The comfortable and happy ignore the weak and vulnerable at their own peril.

 

 

Without caring about people, we don't know what actually matters. Without knowing what's important, we have no guiding principles. Without principles, our strategies may indeed succeed for a time, but ultimately, they'll become stale and brittle - leaving us exposed to direct opposition, or irrelevant and ripe for being swept aside by the "next big thing." Without flexible, adaptive strategies, the tactics and plans we choose will be aimless - perhaps we have a good skirmish, a positive fiscal quarter or two, but ultimately, any sense of predictability and control we might have is mere illusion. Without selecting good tactics, and making small plans, we have no idea what to do, day to day, moment to moment.
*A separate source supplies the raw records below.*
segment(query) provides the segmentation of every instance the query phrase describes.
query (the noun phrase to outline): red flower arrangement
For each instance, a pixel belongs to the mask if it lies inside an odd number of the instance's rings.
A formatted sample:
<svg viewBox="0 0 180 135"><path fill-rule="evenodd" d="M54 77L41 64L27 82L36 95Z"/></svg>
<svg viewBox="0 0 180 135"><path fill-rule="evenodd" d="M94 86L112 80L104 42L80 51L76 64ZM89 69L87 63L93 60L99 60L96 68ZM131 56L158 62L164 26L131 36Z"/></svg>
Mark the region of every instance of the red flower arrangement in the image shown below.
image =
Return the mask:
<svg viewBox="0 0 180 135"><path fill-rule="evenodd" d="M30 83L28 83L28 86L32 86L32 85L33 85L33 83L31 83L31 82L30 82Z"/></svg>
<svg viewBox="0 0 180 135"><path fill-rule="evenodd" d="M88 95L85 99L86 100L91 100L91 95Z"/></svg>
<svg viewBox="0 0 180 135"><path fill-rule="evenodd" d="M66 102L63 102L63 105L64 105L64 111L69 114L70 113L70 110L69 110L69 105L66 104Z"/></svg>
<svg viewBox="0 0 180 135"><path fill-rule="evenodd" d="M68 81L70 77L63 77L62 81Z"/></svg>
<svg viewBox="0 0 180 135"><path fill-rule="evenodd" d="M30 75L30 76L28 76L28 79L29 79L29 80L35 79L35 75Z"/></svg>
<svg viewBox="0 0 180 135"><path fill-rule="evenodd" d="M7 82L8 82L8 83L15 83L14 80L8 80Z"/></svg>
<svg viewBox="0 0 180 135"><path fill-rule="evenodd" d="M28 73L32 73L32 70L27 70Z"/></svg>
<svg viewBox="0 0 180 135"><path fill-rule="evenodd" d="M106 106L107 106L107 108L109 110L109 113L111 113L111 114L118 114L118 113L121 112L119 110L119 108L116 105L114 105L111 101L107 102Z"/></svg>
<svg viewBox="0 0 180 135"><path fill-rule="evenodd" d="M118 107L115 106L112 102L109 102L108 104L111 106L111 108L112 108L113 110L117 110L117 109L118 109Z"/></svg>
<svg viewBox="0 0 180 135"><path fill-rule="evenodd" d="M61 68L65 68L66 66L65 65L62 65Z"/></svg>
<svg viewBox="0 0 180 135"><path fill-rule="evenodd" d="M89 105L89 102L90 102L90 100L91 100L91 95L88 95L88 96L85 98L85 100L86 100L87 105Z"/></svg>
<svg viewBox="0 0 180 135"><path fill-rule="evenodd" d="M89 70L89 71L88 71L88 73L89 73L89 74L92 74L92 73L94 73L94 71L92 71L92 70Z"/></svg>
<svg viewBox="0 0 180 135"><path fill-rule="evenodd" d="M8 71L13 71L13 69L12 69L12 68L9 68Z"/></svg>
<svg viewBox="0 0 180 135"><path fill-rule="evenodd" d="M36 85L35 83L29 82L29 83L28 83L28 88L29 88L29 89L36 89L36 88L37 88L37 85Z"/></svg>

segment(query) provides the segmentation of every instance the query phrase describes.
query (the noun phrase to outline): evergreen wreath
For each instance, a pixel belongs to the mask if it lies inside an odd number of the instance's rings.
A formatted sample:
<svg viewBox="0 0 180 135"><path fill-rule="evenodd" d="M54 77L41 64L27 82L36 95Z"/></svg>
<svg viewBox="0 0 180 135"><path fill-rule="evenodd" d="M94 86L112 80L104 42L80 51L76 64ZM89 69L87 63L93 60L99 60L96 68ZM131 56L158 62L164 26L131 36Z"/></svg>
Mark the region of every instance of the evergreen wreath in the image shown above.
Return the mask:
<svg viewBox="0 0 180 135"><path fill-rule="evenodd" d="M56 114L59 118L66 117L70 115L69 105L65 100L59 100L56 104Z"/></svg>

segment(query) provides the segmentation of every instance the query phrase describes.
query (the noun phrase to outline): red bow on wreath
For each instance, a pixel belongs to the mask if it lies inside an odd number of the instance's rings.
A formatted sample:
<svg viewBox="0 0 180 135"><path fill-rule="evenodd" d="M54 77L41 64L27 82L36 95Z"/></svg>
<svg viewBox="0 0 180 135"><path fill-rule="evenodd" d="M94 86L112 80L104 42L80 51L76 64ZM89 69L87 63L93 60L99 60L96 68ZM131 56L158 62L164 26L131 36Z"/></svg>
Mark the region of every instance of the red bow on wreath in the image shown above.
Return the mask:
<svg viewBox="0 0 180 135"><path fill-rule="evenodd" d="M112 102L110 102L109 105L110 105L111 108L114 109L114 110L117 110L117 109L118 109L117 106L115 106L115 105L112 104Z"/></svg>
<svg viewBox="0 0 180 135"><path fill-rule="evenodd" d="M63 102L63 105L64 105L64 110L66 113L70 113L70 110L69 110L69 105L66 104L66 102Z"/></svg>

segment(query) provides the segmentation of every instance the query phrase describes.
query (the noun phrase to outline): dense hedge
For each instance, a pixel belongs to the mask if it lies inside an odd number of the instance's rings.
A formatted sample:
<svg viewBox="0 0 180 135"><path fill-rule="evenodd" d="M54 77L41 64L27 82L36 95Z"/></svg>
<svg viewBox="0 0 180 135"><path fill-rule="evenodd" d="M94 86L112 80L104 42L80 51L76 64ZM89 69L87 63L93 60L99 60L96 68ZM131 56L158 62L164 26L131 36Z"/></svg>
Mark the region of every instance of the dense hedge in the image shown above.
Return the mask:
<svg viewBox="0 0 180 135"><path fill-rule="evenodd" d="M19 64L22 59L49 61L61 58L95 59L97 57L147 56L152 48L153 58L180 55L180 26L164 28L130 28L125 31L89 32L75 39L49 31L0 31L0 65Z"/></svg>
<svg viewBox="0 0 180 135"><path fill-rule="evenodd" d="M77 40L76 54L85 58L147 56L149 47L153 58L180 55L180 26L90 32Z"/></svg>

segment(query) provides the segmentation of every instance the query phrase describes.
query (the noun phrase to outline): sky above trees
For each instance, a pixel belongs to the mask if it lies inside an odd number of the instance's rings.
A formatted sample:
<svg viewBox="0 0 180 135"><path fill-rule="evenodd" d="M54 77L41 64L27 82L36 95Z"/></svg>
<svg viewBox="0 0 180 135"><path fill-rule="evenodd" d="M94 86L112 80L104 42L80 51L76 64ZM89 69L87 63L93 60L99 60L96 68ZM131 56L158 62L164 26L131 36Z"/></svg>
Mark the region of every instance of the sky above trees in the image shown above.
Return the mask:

We are lost.

 

Success, then, ultimately hinges on how much we're invested in caring - about ourselves, and at the same time and in equal measure, about each other.

 

Perhaps one of the biggest lessons I hope to teach, via SpoonStack, is that there's much more to making things than "technical skills." Tech companies fret all the time about how to dig up sources of "innovation." Every tech company in all of history is one good invention away from permanent irrelevance - if that idea is brought to life someplace else first.

 

And yet for all the research, money, cultural pressure, and myth-propagating biographies... tech still doesn't understand, and perhaps never will: the most reliable way to generate innovation is to care deeply about the people the world is busy trying to leave behind.

 

 

When we really pick it all apart, that's the true story of how technology really gets created - not the story of who gets the credit or the rewards, but how it all actually works.

 

I hope, in the end, that this story reveals something important, to everyone who's just assumed they'll never be a relevant part of creating new technology, to everyone who feels like they're not "technical enough" to matter, to everyone who is frustrated by feeling left out and ignored, trying to be patient with the whims of the "decision makers" who never seem to think about your perspective or experiences.

 

You're the ones that actually matter. And you're the ones that actually make it possible - and meaningful - to create new technology.

 

 

Don't settle for a world that only reveres its astronauts. After all, somebody has to put the fuel in the rockets.